Perbuatan dosa adalah sesuatu yang sudah seharusnya
dihindari oleh setiap Muslim. Namun, ada kalanya manusia sulit untuk menghindar
dari dosa yang sama. Dan jika itu dilakukan, bagaimanakah hukumnya, apakah
Allah ta’ala akan menerima taubatnya?
Berikut pembahasan oleh Prof Madya Dr Mohd Asri bin Zainul
Abidin terkait hal tersebut:
1. Secara umum taubat menggambarkan kekesalan dan kesadaran
terhadap dosa yang dilakukan, lalu memohon keampunan Allah dan berazam untuk
tidak mengulanginya lagi. Ini berdasarkan firman Allah yang artinya:
“Dan mereka yang apabila melakukan perbuatan keji, atau
menganiaya diri sendiri, mereka ingat kepada Allah lalu memohon ampun atas
dosa-dosa mereka – dan tidak ada yang mengampuni dosa-dosa melainkan Allah -,
dan mereka juga tidak meneruskan (perbuatan buruk) yang mereka telah lakukan
itu, sedang mereka mengetahui (akan kesalahannya dan akibatnya). Orang-orang
yang demikian itu, balasannya adalah ampunan dari Tuhan mereka, dan syurga-syurga
yang mengalir di bawahnya sungai-sungai, mereka kekal di dalamnya; dan yang
demikian itulah sebaik-baik balasan (bagi) mereka yang beramal.” (Surah Ali
‘Imran: 135-136).
Maka, pada dasarnya taubat itu di samping kesadaran dan
memohon ampunan, ia juga adalah niat kuat untuk tidak mengulanginya.
2. Keikhlasan atau kesungguhan seseorang yang bertaubat itu
hanya diketahui oleh Allah dan dirinya sendiri. Ketika dia bertaubat, jika itu
lahir dari keikhlasan maka perasaan khusyuk, duka, insaf, mengharapkan
keampunan Allah akan menyelinap masuk ke dalam setiap relung jiwanya.

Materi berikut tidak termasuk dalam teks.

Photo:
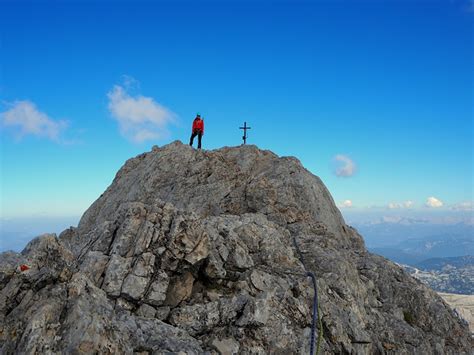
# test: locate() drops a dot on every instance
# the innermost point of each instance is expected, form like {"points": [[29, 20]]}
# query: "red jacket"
{"points": [[198, 125]]}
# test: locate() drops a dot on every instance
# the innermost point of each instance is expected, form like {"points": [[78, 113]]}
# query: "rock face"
{"points": [[192, 252]]}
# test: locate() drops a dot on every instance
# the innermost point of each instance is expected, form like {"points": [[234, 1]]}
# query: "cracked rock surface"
{"points": [[192, 252]]}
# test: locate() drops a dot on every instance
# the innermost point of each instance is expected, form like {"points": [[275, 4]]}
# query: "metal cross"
{"points": [[245, 128]]}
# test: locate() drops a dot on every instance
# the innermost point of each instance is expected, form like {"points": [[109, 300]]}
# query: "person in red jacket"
{"points": [[197, 130]]}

Airmata
keinsafan antara bukti kejujuran insan yang menyesal dan mengharapkan
keampunan. Keinginan untuk berada dalam keampunan itu akan membawanya kepada
azam untuk tidak mengulangi dosa. Jika taubat seperti itu berlaku, maka itu
adalah taubat nasuha yang ikhlas. Ia diterima Allah.
Sekalipun kemungkinan setelah itu, atas kelemahan diri,
hamba yang bartaubat tadi tergelincir sekali lagi ke dalam dosa yang sama.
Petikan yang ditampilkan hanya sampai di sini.